3.3 Length/Stature-for-age percentiles
Children supplemented with LCPUFA were longer than unsupplemented children from birth to18 months (P = 0.033) and taller from 2 to 6 years (P = 0.007). In contrast, maternal smoking was associated with a lower length-for-age percentile from birth to18 months (P = 0.03) and a lower stature-for-age percentile from 2 to 6 years (P = 0.0007) (Table 4). In the LCPUFA supplemented group, children of women who had ever smoked had lower length-for-age percentile (56.8 ± 3.4 vs. 66.7 ± 2.7, P = 0.015) and shorter stature-for-age percentile (49.7 ± 4.4 vs. 68.4 ± 3.7, P = 0.0001) compared to children whose mothers never smoked. Girls length and stature-for-age percentiles were greater than those of boys from birth to18 months (P = 0.0002) and from 2 to 6 years (P = 0.02). The only statistically significant interaction was between LCPUFA and gender from birth to18 months (P=0.03), which indicated a larger effect of LCPUFA in boys compared to girls.
From birth to 18 months, the average child's length percentile remained relatively constant (P = 0.10); however, from 2 to 6 years the stature percentile of the average child decreased by 3.5% per year (P<0.0001) (Table 5).
Table 5. Estimates of the mean effect of age and standard errors on growth percentiles during infancy and early childhood of 69 children, after controlling for LCPUFA supplementation and maternal smokinga.

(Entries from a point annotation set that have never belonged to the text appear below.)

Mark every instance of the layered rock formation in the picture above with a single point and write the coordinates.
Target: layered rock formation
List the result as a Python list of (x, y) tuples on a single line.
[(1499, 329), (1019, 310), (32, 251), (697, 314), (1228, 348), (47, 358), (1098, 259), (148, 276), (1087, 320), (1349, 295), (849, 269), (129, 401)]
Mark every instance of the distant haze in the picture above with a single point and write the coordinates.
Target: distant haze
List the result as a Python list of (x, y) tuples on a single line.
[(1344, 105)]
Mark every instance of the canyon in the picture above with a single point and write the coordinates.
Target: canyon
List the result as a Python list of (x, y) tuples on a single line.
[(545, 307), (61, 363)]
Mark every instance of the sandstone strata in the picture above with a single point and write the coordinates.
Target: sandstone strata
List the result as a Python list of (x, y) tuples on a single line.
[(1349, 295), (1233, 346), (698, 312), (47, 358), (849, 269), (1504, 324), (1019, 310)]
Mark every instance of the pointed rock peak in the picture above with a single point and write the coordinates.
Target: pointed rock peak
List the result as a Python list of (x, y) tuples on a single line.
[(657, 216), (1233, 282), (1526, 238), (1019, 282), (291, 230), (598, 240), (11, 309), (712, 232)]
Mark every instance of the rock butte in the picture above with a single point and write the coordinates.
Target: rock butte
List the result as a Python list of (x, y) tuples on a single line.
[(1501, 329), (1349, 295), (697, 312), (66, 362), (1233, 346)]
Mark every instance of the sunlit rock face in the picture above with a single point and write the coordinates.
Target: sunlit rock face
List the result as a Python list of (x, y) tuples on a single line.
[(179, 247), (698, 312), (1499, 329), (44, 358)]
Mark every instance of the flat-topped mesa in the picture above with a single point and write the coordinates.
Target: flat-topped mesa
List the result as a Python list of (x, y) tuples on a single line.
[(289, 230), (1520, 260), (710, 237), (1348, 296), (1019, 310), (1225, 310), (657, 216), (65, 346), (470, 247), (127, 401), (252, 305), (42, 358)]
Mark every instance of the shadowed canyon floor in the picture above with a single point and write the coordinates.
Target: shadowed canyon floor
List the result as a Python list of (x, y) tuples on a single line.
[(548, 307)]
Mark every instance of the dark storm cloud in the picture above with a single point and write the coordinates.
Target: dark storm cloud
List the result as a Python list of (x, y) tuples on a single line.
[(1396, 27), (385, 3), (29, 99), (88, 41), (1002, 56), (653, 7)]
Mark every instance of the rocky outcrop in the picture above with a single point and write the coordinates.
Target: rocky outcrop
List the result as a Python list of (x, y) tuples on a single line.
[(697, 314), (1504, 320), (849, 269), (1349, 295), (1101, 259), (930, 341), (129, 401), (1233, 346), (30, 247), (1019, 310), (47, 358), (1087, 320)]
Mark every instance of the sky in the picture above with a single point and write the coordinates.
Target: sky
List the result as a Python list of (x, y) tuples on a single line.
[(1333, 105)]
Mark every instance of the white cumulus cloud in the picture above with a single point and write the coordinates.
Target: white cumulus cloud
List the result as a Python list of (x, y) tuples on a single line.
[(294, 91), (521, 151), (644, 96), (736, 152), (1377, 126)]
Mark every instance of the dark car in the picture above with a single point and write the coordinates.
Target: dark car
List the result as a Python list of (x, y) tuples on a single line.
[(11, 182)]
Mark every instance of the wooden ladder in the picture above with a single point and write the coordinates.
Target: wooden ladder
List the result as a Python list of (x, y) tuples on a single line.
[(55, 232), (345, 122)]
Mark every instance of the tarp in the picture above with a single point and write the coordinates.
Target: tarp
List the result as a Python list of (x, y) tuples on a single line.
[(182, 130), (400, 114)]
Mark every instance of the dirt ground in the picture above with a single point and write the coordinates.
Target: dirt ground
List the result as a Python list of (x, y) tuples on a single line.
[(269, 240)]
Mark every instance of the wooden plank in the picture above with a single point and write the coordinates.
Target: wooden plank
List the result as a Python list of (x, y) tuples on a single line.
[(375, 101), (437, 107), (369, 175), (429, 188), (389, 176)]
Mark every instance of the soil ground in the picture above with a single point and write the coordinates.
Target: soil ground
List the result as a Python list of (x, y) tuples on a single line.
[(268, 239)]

| Dependent Variable | Age | Estimate | P-value |
|---|---|---|---|
| Birth-18 month | |||
| Weight-for-age percentile | Linear | -0.19±0.28 | 0.50 |
| Length-for-age percentile | Linear | 0.43±0.26 | 0.11 |
| Weight-for-length percentile | Linear | 1.27±0.69 | 0.08 |
| Weight-for-length percentile | Quadratic | -0.07±0.04 | 0.09 |
| 2-6 years | |||
| Weight-for-age percentile | Linear | 1.42±2.64 | 0.60 |
| Stature-for-age percentile | Linear | -3.47±0.73 | <0.0001 |
| BMI percentile | Linear | 0.19±0.09 | <0.05 |
| BMI-for-age percentile | Linear | 6.47±0.73 | <0.0001 |
| Average energy intake (kcal) | Linear | -14.59±16.51 | 0.38 |
Each statistical model contained the fixed effects of LCPUFA supplementation, gender, maternal smoking at any time, the two- and three-way interactions of supplementation, gender and smoking, the linear (or linear and quadratic) effect of age, and the random effect of child nested within supplementation-smoking subclasses; random coefficients for the intercept and slope(s) were estimated for each child. Thus, the fixed effects of age are the estimates of the mean regression coefficients. Degrees of freedom = 68, reflecting the degrees of freedom associated with the pooled within child estimated variance.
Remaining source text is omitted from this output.